Knowledge Patterns

RAG Agent Context

Choose how retrieval enters an agent run and how to test the retrieved evidence.

RAG context is the runtime side of retrieval. The harness decides whether retrieval should happen automatically with .dynamicContext(...), through a search tool the model can call, or through preloaded context from application code.

Retrieval is input, not permission. Filter documents before they can enter the model request.

Scenario

A support agent needs policy docs on every answer, while a research agent should decide when to search. Both use the same indexed knowledge, but retrieval enters the run differently.

When to Use It

Use this pattern when:

  • the agent needs facts that are too large or change too often for static context
  • answers should include source-backed evidence
  • retrieved documents need formatting, thresholds, or metadata filters
  • you need evals for retrieval quality and answer quality separately

Architecture Shape

PatternUse whenTradeoff
.dynamicContext(...)every prompt should receive relevant knowledgeautomatic, but search happens every run
search toolmodel should decide whether and when to searchmore flexible, but uses a tool turn
runner-preloaded contextapp already knows required factsdeterministic, but less adaptive
.dynamicTools(...)the retrieved object is a tool definitionsolves capability selection, not knowledge

Automatic Dynamic Context

const agent = new AgentBuilder("support", model)
  .instructions("Use retrieved support docs when answering policy questions.")
  .dynamicContext(supportDocsIndex, {
    topK: 4,
    threshold: 0.72,
    format: (result) => ({
      id: result.id,
      text: [
        `Source: ${result.document.title}`,
        `Product: ${result.metadata?.product ?? "unknown"}`,
        result.document.body,
      ].join("\n"),
    }),
  })
  .defaultMaxTurns(3)
  .build();

Use format(...) to control exactly what the model sees.

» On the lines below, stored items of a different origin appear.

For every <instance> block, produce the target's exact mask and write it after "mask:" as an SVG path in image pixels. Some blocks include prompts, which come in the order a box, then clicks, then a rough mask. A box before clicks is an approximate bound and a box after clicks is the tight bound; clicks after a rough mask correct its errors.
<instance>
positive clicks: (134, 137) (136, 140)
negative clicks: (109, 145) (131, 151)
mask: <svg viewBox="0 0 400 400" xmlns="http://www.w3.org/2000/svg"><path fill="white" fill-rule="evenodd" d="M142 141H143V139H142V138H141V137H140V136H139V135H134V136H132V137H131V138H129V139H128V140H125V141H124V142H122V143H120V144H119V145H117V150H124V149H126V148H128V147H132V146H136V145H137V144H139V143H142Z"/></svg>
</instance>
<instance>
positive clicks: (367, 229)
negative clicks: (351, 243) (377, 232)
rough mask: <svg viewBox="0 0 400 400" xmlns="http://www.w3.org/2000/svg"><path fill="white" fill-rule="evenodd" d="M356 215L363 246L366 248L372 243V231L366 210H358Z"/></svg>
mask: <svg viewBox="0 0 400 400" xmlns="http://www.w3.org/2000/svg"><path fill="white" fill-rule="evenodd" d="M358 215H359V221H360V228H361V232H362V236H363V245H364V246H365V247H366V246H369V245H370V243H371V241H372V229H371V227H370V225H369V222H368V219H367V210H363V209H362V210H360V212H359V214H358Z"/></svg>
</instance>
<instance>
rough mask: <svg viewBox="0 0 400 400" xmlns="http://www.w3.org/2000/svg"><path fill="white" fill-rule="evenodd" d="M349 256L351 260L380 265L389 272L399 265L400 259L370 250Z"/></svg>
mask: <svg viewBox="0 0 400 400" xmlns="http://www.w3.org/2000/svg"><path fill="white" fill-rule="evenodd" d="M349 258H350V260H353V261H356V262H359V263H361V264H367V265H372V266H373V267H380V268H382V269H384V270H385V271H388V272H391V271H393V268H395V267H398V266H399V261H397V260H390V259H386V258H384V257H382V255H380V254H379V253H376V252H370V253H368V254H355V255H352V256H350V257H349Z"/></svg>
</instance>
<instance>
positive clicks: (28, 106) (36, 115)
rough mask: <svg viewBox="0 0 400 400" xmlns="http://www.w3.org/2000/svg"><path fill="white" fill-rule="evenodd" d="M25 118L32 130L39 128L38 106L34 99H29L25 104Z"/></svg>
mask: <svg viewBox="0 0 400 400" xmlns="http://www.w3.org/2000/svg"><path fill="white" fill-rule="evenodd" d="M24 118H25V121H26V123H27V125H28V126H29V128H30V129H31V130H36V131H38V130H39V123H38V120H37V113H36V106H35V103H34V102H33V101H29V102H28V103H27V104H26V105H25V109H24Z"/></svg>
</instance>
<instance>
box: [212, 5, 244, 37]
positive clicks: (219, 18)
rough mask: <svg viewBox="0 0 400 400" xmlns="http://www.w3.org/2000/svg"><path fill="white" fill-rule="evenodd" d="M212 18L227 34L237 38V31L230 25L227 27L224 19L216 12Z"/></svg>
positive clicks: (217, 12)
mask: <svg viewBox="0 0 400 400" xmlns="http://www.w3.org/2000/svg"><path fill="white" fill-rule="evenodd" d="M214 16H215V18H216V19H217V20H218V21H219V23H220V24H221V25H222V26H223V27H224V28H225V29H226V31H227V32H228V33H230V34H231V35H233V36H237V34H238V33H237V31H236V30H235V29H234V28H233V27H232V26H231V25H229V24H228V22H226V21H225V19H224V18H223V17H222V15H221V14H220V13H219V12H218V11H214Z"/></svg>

Include source ids or titles when answers should be traceable.

Search Tool

Use a tool when retrieval should be optional or iterative.

const searchSupportDocs = supportDocsIndex.asTool({
  name: "search_support_docs",
  description: "Search support documentation by query.",
  topK: 5,
  threshold: 0.7,
});

const agent = new AgentBuilder("support-research", model)
  .instructions("Search docs when the answer depends on current support policy.")
  .tool(searchSupportDocs)
  .defaultMaxTurns(4)
  .build();

Tenant and Access Filtering

Filter before retrieval results become model input. Use separate indexes when strict isolation is simpler than filtering.

const tenantDocsIndex = docsStore.indexForTenant(user.tenantId);

const agent = new AgentBuilder("tenant-support", model)
  .dynamicContext(tenantDocsIndex, {
    topK: 4,
    threshold: 0.75,
  })
  .build();

If a shared index is used, make the index handle enforce metadata filters so another tenant's document cannot be returned.

Tuning TopK and Threshold

SymptomAdjustment
answers miss obvious docslower threshold, raise topK, improve titles/chunks
irrelevant docs enter promptsraise threshold, lower topK, improve chunking
prompts are too largelower topK or shorten formatted text
model ignores citationsinclude source ids in text and instruction
retrieval is slowuse a production vector store and avoid request-time ingestion

Test Queries

Test retrieval separately from answer generation.

const matches = await supportDocsIndex.searchIds({
  query: "How long does a password reset link last?",
  topK: 3,
  threshold: 0.72,
});

expect(matches.map((match) => match.id)).toContain("password-reset-policy");

Then test the full agent answer with evals.

Failure Modes

FailureFix
source is stalefix ingestion refresh policy
answer lacks evidenceinclude source ids in formatted context and traces
tenant leakuse tenant-specific index handles or enforced metadata filters
model overuses search tooluse .dynamicContext(...) for always-needed knowledge
retrieval hides missing datareturn no context and make the model state uncertainty

Test Checklist

  • Search representative queries and assert expected document ids.
  • Test threshold behavior for weak matches.
  • Test tenant and visibility filters.
  • Inspect traces or Studio knowledge view for retrieved documents.
  • Add evals that fail when required facts are missing.